Table of contents

How can I extract Google Search related queries and suggestions?

Google Search provides several types of related queries and suggestions that can be valuable for SEO research, content strategy, and market analysis. These include autocomplete suggestions, "People also ask" questions, and related searches at the bottom of search results pages. This guide will show you how to extract these elements using various web scraping techniques.

Understanding Google's Suggestion Types

Google offers several types of related queries and suggestions:

  1. Autocomplete suggestions - Appear as you type in the search box
  2. People also ask - Expandable questions related to your search
  3. Related searches - Keywords shown at the bottom of search results
  4. Search refinements - Alternative query suggestions displayed alongside results

Method 1: Using Python with Requests and BeautifulSoup

Here's how to extract related searches from Google search results pages:

import requests
from bs4 import BeautifulSoup
import time
import random

def get_google_suggestions(query):
    """Extract related searches from Google search results"""

    # Set up headers to mimic a real browser
    headers = {
        'User-Agent': 'Mozilla/5.0 (Windows NT 10.0; Win64; x64) AppleWebKit/537.36 (KHTML, like Gecko) Chrome/91.0.4472.124 Safari/537.36',
        'Accept': 'text/html,application/xhtml+xml,application/xml;q=0.9,*/*;q=0.8',
        'Accept-Language': 'en-US,en;q=0.5',
        'Accept-Encoding': 'gzip, deflate',
        'Connection': 'keep-alive',
        'Upgrade-Insecure-Requests': '1'
    }

    # Construct search URL
    search_url = f"https://www.google.com/search?q={query.replace(' ', '+')}"

    try:
        # Add random delay to avoid rate limiting
        time.sleep(random.uniform(1, 3))

        response = requests.get(search_url, headers=headers)
        response.raise_for_status()

        soup = BeautifulSoup(response.content, 'html.parser')
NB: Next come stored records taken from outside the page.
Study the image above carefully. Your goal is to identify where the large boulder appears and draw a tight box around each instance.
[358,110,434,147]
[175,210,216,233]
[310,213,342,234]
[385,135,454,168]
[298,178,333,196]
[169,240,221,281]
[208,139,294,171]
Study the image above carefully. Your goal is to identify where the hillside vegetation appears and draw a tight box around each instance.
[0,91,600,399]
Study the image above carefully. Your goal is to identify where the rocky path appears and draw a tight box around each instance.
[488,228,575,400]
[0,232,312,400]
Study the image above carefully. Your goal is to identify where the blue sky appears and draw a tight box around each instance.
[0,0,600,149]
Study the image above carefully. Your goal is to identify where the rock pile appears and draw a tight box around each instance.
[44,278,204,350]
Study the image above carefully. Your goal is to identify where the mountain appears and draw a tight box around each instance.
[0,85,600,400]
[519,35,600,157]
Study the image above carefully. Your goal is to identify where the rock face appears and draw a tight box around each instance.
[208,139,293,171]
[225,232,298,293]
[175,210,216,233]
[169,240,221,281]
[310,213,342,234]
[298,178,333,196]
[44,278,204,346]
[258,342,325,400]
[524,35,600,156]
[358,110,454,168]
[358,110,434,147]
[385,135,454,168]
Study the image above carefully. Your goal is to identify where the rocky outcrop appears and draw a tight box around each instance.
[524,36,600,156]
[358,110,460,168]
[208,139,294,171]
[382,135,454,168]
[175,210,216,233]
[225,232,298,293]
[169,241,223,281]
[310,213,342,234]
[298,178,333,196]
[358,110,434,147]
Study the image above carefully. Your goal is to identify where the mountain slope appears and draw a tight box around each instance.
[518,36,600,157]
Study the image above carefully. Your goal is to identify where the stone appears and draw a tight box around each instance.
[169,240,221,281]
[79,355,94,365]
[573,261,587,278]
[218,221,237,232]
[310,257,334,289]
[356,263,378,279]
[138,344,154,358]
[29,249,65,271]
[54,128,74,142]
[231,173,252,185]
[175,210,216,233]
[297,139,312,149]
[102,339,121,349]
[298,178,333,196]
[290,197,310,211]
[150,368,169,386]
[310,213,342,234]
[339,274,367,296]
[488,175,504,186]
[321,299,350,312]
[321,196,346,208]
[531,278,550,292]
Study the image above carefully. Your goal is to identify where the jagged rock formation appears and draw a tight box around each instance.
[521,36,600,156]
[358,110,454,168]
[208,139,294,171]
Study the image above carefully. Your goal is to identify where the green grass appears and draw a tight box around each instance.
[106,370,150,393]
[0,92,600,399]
        # Extract "People also ask" questions
        people_also_ask = []
        paa_elements = soup.find_all('div', {'class': lambda x: x and 'related-question-pair' in x})
        for element in paa_elements:
            question = element.find('span')
            if question:
                people_also_ask.append(question.get_text().strip())

        # Extract related searches (bottom of page)
        related_searches = []
        related_elements = soup.find_all('div', {'class': lambda x: x and 'BNeawe' in str(x)})
        for element in related_elements:
            text = element.get_text().strip()
            if text and len(text.split()) <= 6:  # Filter reasonable length suggestions
                related_searches.append(text)

        return {
            'query': query,
            'people_also_ask': people_also_ask[:5],  # Limit to first 5
            'related_searches': list(set(related_searches))[:10]  # Remove duplicates, limit to 10
        }

    except requests.exceptions.RequestException as e:
        print(f"Error fetching data: {e}")
        return None

# Example usage
suggestions = get_google_suggestions("web scraping python")
print("People Also Ask:")
for question in suggestions['people_also_ask']:
    print(f"- {question}")

print("\nRelated Searches:")
for search in suggestions['related_searches']:
    print(f"- {search}")

Method 2: Using Google Autocomplete API

Google provides an unofficial autocomplete API that you can use to get search suggestions:

import requests
import json

def get_autocomplete_suggestions(query, num_suggestions=10):
    """Get Google autocomplete suggestions using the suggestion API"""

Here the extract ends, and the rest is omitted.